しかし、アジアの人口は極めて複雑多岐にわたり、問題の所在を明らかにすることは容易ではない。世界で最大の人口を持つ中国、インドはそれぞれ12億、10億の巨大人口に達しているかと思えば、ブルネイのように30万しかない国もある。貧富の差も著しく、また多宗教、多民族、多言語の多文化地域である。
経済、社会、政治、文化のすべての側面において異なった国家、地域で構成されているアジアを共通の1つの座標軸で比較検討することは、不可能に近い。
私共の研究視点は、人口学的行動とよばれる出生、死亡、人口移動を共通の座標軸として捉えられるとの仮説の下に比較分析することである。どのような文化の社会においても、この3つの行動は共通に見られる現象であり、それは異なった文化を吸収した結果としての行動であるとの前提にもとづいている。さらに、人口静態としての年齢構造、性別構造、特にこれに関連して女性問題についての分析を行った。
しかし、アジアのすべての国の人口現象を比較分析することは容易ではなく、資料集となってしまう。その場合においても何らかの方法で、傾向と特徴を抽出しなければならない。ここでは2つの方法をとった。第1は、アジアを4つの地理的区分によって人口現象を比較分析してアジア的特徴を考察してみることである。第2は主観的ではあるが、人口
現象の際立った国々について、当該国の専門家に分析を依頼し、その結果を総合的に考察することである。更に、本調査研究では人口現象に対する国の政策としての人口政策に焦点をしぼったことが特徴である。
第二次大戦後における人口増加は、特に途上国において歴史的に異例な高水準に達し、経済、社会の発展を阻害する要因として認識されるに至り、政府の重大な政策として人口政策が定着するに至っている。先進諸国では日本を含めて、置換水準を割る少子化傾向、そしてその結果としての高齢化問題が政府の重大関心事となってきた。他方、開発途上国においては著しい人口増加、その要因としての高出生力が中心課題であった。先進国と途上国とでは全く相反する人口問題を抱えている。
しかし、アジアの多くの諸国では出生力抑制に成功し始めており、一部の国ではTFRが先進国と同様な置換水準以下の低出生力を実現し、同時に高齢化問題に関心を高め始めている。
先進国と途上国は人口転換においても全く異なった過程によって解決されてきたのが、社会経済発展の連続性という共通の論理で解決される可能性も現れ始めたと思われる。人口転換という社会発展の理論上の問題としてのみならず、現実の政策論としても重大な意義と影響を持っている。

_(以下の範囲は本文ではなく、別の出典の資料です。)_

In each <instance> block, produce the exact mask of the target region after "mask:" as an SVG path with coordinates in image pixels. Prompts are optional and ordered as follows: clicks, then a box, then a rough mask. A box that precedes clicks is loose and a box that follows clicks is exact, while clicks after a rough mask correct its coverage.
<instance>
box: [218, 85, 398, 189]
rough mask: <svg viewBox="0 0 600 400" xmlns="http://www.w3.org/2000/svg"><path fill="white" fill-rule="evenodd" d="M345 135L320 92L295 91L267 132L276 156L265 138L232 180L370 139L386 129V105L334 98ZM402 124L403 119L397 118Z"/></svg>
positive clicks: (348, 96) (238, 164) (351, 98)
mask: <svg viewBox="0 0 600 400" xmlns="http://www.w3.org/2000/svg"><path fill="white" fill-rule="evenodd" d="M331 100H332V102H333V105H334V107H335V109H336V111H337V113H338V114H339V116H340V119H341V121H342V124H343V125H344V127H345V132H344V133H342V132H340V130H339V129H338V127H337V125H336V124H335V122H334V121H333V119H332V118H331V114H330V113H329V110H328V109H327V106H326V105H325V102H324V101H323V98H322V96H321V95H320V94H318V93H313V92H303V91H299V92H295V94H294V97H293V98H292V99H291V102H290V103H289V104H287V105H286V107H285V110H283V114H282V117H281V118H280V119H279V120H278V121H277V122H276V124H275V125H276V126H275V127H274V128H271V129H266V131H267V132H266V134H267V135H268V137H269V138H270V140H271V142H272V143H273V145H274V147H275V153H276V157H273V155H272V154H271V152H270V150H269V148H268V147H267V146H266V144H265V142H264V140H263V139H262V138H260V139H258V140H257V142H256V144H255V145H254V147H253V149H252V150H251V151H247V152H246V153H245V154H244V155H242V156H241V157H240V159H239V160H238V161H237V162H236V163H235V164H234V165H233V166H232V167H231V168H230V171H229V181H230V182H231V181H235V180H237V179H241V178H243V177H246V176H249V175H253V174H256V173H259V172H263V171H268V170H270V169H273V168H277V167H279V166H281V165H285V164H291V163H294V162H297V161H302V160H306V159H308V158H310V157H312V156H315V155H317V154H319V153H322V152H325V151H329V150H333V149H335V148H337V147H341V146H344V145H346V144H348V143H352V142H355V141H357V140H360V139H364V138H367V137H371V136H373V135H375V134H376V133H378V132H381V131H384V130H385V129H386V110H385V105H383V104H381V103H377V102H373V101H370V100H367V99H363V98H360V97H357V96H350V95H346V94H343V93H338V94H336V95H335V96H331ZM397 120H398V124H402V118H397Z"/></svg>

各国の専門家による人口政策分析は、私共の予想した以上の新事実を明らかにした優れた論文となっている。
結論
人口政策と経済的、社会的発展との関係について各国とも極めて深い理解と関心を持っていることが明らかになった。しかも、途上国における人口政策の効果が顕著に現れていることから、国の人口政策の欠如ないしは人口コントロールに対し批判的関心を持っていた先進諸国のケースとは全く違った、新しい変化が生じていることも明らかになった。
特に注目すべき傾向は、家族計画政策の成果に対応して人口政策の新しい方向を模索し始めたという点である。例えば、シンガポールでは1987年にTFRは置換水準をはるかに下回る1.4という先進国でも著しく低いグループの水準に低下し、1987年に出生力回復のための積極的な新人口政策に転換した。韓国では1985年以降、置換え水準以下の出生力となり、1990年代に家族計画への支援を廃止した。マレーシアでは家族計画の焦点を人間開発中心の方向へ転換した。フィリピンにおいても、出生力水準がアセアン諸国の中で依然として高水準ではあるものの、単なる人口コントロールとしての家族計画ではなく、資源、経済とのバランスの中で管理していけるような「新しい人口政策」を模索している。

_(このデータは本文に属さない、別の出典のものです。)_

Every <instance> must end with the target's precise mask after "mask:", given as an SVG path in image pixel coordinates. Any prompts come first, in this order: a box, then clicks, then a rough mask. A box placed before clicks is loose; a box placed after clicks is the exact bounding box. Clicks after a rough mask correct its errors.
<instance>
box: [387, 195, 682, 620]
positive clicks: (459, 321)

死亡率の改善は、それ自体人間の保健、福祉政策の対象ではあるが、同時に人口転換や人口増加率の決定要因として人口政策の対象課題である。それぞれの研究対象国においても著しい成果が見られる。シンガポールの乳児死亡率では日本と同水準の4(出生千に対し)という顕著な成果を示している。

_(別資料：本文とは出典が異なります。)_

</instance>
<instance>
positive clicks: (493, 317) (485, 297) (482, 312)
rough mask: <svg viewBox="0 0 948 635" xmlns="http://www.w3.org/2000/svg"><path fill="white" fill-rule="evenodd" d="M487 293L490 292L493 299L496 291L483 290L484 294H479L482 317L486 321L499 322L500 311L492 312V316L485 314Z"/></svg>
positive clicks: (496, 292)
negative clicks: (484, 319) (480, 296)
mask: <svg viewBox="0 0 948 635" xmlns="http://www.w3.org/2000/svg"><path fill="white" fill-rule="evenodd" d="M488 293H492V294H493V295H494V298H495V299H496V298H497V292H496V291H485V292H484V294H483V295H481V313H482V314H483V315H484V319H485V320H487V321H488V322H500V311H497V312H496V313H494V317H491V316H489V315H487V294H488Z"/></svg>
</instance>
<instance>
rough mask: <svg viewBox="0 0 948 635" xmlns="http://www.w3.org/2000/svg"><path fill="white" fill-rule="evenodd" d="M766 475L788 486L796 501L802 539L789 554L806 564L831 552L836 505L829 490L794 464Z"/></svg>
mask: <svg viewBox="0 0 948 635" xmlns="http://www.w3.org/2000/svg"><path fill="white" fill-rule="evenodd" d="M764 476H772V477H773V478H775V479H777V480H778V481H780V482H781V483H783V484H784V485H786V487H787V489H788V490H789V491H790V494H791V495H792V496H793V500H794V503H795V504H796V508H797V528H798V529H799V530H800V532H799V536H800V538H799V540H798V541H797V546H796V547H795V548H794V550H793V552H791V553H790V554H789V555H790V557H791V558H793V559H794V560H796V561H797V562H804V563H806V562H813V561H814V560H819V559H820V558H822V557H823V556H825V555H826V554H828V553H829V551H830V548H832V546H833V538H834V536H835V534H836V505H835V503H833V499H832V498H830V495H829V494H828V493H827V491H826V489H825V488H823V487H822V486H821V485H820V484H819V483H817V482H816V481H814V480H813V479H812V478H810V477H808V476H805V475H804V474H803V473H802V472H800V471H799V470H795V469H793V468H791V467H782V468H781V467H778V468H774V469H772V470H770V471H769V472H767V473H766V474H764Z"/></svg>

人口移動についても各国とも関心を示している。国内移動では農村から都市への移動、また国によっては海外への移出民や外国からの移入民に重大な関心を示している。
しかし、特に人口政策の観点から最も厳しい領域は出生力であり、かつ国際的動向の中でのアジアの出生力の傾向と政策は、人口の地球規模的課題の焦点であるだけに今後も各国と共同研究を進めていく必要がある。日本の少子化の動向や対策との関連においても注目を要する重要な人口情報である。